Is a home battery worth it in Missouri?
Rates are moderate and incentives are thin, so a battery is mostly worth it for backup and, on Ameren, for keeping your own low-value export power. Confirm net metering terms with your utility; a 2026 cash buyer gets no federal purchase credit.
Missouri at a glance
- Average residential rate
- 14 cents per kWh
- Net metering
- Net metering is required of all Missouri utilities, but terms vary. Evergy offers one-to-one retail credit; Ameren Missouri credits excess at roughly 3.4 to 5.4 cents per kWh (avoided cost, below retail). Credits expire after 12 months.
- State battery incentive
- none (no statewide battery incentive; the city of Columbia utility offers a $500 per kW solar-only rebate, not for batteries)
- Time-of-use plans
- Common and relevant here
What drives battery value here
Tornadoes, ice storms, and summer storms drive periodic outages across the state. If your utility is Evergy, one-to-one net metering reduces the pure bill-arbitrage case for a battery. With Ameren's lower export rate, storing and self-using your solar is worth more. Backup during storm season is the clearer benefit.

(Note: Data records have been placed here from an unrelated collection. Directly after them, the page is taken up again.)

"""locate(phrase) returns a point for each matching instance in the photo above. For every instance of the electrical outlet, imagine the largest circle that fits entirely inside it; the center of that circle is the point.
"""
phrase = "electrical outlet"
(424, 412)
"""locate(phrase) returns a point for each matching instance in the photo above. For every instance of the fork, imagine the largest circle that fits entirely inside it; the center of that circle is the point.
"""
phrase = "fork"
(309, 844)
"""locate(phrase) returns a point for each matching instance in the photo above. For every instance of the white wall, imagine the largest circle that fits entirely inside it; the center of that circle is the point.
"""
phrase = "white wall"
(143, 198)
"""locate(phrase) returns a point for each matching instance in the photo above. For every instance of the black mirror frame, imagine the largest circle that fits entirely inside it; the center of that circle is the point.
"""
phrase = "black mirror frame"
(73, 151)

Confirm your utility's rate.
The federal picture in 2026
The federal residential purchase credit (Section 25D) expired on December 31, 2025, so a 2026 cash buyer gets nothing federal. The only surviving federal pathway is Section 48E, which a company claims on a lease or PPA. State and utility programs, where they exist, now do the heavy lifting.
Sources
- https://www.eia.gov/electricity/monthly/epm_table_grapher.php?t=epmt_5_6_a
- https://www.energysage.com/local-data/solar-rebates-incentives/mo/
- https://www.ameren.com/service/renewables/solar
Rates and incentive amounts change; always confirm current terms with your utility or program administrator.